Decades of scientific research have shown that winter feeding programs can have serious negative consequences for ungulates. Ungulates, as ruminants, have food requirements that vary seasonally. It takes weeks for the bacteria in their digestive tract to adapt to changes in diet. A sudden shift from natural winter forage to supplemental feed can result in sickness or death.
Other risks of supplemental winter feeding include increased conflicts with communities, damage to important winter habitat, and higher risk of parasite and disease transmission. In addition, high densities of ungulates at feeding sites attract predators, which can increase ungulate mortality and human-predator conflicts.
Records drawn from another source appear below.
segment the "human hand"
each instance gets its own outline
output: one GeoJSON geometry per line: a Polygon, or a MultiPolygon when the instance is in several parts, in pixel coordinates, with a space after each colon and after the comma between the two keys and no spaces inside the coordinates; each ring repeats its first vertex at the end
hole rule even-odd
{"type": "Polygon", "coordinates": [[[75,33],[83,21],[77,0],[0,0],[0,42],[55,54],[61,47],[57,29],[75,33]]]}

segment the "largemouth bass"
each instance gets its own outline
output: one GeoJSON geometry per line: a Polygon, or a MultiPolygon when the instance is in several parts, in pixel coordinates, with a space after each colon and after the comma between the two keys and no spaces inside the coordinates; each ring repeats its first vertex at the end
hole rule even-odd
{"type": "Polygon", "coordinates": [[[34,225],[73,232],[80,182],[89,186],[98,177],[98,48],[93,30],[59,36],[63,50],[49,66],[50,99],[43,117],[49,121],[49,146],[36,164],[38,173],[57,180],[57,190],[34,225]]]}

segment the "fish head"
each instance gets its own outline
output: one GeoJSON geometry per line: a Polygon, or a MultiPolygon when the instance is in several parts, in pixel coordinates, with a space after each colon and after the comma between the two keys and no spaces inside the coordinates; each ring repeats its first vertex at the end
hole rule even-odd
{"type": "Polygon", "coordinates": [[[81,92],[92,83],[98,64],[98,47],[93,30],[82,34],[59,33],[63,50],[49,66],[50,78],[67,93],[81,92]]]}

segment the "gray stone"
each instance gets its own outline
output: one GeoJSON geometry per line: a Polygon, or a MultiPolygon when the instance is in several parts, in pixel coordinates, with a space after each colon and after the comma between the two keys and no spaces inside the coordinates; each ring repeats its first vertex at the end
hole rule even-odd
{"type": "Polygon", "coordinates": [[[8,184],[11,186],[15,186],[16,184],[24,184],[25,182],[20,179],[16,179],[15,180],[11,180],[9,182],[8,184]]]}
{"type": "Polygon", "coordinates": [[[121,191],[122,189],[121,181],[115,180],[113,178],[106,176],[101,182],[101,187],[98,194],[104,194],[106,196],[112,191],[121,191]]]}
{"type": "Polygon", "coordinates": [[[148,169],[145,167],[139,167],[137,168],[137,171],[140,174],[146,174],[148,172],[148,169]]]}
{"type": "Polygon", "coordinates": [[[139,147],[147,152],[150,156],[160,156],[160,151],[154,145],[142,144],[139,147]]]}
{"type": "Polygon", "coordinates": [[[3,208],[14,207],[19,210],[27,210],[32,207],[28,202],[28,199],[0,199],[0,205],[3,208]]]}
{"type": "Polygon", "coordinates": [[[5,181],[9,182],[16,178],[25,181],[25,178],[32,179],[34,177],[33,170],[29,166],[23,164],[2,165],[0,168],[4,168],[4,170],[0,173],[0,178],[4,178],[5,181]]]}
Wildlife managers must carefully weigh the pros and cons before implementing a wild ungulate feeding program. Clear criteria must be met prior to feeding (e.g., critical snow depths, poor ungulate body condition) and programs should address specific management objectives, such as drawing animals away from agricultural areas and roadways. Any benefits of these programs are typically small-scale and have little impact on overall wildlife populations.
Protecting and enhancing natural habitats and avoiding disturbance during winter are better ways to ensure the long-term sustainability of ungulate populations. Animals that enter the winter in good condition, due to abundant summer and autumn forage, are more likely to survive a severe winter.
Even in well-functioning ecosystems, some animals die during winter. This is natural and keeps ungulate populations in balance with their available habitat.